She "needs" shoes! Aha, a woman after my own heart! Thanks Dave for your post. I remember you mentioning this before, about being away from home to talk. We talked a lot Saturday night, and I was able to address some things in my letter. He just cannot talk about "it". Not what brings the moods on. Cannot tell me if he is having flashbacks, or what his thoughts are throughout the day, what he's thinking, what's happening for him, nothing. I did ask if April was a bad month for him, and he said yes it was, but when I asked further about anything else (perhaps spring break week, etc.), he cannot go on from there. Just cannot.

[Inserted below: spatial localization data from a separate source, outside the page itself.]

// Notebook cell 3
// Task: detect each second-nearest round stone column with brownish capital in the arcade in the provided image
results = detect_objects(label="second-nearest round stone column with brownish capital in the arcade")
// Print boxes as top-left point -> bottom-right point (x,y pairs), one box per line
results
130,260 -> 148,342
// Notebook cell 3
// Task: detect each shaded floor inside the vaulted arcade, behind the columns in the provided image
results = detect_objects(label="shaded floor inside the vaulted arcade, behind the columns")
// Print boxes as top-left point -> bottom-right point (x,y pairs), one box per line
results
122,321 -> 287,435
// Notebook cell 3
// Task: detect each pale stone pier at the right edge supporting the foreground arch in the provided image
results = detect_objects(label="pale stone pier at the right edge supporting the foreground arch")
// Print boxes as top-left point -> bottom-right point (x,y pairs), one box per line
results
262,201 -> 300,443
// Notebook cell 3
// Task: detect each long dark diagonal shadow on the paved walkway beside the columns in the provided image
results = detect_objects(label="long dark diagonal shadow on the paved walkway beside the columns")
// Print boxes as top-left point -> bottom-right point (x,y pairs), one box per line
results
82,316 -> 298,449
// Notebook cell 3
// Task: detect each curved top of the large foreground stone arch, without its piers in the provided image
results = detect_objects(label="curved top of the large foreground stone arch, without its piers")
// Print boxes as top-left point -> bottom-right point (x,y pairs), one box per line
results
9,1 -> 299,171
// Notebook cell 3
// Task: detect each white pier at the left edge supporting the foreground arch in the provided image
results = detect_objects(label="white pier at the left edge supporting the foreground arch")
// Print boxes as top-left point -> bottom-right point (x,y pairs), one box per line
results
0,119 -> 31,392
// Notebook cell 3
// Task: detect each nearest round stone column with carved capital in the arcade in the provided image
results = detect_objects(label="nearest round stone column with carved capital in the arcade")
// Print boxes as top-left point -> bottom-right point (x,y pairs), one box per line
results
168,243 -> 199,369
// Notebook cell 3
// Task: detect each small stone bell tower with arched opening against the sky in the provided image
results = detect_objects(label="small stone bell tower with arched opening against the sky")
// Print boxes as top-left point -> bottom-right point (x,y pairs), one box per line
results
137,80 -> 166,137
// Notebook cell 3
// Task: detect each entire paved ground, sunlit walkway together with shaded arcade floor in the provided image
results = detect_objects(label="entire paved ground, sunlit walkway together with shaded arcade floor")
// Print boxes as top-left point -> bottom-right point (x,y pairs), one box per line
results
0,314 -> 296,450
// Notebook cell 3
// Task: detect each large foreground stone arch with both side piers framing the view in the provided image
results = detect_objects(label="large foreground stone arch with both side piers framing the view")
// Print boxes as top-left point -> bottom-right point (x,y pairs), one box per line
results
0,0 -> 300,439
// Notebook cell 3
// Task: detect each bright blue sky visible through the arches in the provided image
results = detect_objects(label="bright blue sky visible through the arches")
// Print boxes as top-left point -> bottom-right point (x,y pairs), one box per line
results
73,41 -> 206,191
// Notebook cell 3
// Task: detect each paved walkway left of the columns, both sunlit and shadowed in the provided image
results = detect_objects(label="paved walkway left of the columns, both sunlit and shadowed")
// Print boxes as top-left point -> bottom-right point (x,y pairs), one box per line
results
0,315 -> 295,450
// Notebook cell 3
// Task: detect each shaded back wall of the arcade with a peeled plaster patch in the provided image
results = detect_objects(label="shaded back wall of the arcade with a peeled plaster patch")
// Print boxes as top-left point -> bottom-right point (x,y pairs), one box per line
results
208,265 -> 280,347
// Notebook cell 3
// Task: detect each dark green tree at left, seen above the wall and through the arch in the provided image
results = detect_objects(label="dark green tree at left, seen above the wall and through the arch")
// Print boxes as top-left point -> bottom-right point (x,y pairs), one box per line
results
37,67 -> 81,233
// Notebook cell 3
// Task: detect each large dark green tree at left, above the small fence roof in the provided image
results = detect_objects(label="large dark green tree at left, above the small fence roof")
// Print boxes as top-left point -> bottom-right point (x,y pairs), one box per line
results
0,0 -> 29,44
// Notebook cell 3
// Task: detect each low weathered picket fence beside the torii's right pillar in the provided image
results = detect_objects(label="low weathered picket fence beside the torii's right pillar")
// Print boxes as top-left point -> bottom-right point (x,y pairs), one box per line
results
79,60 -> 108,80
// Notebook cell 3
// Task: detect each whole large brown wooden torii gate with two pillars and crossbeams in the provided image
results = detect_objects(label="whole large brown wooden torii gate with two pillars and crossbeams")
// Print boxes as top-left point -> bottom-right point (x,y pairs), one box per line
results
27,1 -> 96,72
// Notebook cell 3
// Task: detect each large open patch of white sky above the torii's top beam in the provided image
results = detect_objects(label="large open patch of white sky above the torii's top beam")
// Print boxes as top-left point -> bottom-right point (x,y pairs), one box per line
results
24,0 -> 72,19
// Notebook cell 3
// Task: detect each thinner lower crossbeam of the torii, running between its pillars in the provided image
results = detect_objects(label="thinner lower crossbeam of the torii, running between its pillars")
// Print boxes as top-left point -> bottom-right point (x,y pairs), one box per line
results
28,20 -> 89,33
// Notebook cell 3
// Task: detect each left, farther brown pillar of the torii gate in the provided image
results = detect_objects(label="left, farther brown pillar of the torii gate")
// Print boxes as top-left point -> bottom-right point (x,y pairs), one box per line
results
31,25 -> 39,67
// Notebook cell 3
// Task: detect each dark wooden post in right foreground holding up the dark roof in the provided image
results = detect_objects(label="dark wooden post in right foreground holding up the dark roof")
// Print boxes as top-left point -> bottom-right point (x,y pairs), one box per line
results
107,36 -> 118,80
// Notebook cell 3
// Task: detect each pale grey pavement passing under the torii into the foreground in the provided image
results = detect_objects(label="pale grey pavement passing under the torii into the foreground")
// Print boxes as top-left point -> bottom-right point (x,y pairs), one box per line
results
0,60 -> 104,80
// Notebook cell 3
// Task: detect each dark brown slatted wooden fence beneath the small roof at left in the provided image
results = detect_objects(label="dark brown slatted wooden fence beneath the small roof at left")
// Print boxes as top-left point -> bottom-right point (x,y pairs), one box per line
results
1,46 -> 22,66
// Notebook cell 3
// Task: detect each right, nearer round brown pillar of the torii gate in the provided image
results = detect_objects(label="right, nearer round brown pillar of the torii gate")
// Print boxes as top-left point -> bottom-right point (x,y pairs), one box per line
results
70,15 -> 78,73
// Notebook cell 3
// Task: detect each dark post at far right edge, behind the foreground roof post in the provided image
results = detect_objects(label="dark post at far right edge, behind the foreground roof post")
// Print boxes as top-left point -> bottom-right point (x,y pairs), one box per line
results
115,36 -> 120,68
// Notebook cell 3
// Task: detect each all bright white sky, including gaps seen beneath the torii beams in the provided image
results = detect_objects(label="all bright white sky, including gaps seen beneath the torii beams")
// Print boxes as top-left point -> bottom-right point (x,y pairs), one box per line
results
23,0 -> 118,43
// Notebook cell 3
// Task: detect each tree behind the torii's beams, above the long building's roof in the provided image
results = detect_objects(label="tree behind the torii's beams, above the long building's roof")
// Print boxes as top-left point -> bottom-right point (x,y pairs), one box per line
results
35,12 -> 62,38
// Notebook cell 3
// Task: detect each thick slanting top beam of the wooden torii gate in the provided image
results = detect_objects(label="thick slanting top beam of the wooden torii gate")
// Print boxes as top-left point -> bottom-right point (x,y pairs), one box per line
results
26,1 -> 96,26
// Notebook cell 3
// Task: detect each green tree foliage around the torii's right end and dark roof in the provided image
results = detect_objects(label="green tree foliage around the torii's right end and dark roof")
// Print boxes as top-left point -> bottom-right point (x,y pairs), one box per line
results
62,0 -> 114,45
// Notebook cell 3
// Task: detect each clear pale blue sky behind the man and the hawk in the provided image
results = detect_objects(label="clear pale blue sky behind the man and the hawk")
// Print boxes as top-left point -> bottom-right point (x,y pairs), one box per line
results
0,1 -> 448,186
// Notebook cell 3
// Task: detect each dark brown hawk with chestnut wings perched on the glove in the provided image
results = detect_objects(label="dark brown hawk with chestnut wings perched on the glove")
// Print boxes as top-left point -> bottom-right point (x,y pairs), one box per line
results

And that's okay.
We were able to talk about how different we are, how I share eveything and that helps me cope, and he shares relatively nothing and that's his way of coping. I told him how I feel pretty useless when it comes to helping him through these times, and he says it's just the opposite, knowing "I'm there" and not going to leave or pressure him, that is his greatest help. it still feels like I do very little to help, but, oh well.
When I read the stories of other survivors here, and how some of you able to talk to your spouses/partners, or other family member or friend, and some of you say it is such a relief, that is what I wish for him, that he could be relieved of some of the baggage or thoughts, or something. But, for him he uses the analogy that some people cannot handle going over or reliving these old horrible things (war veterans, prisoners of war, PTSD), they lose control, and he feels that it is better not to dredge things up, as he would not be able to handle the emotions it would invoke.
So, my best for him is just being there, knowing that I love him and am there to talk if he wants to. So, we wait for the storm to pass, but another one is always lurking on the horizon.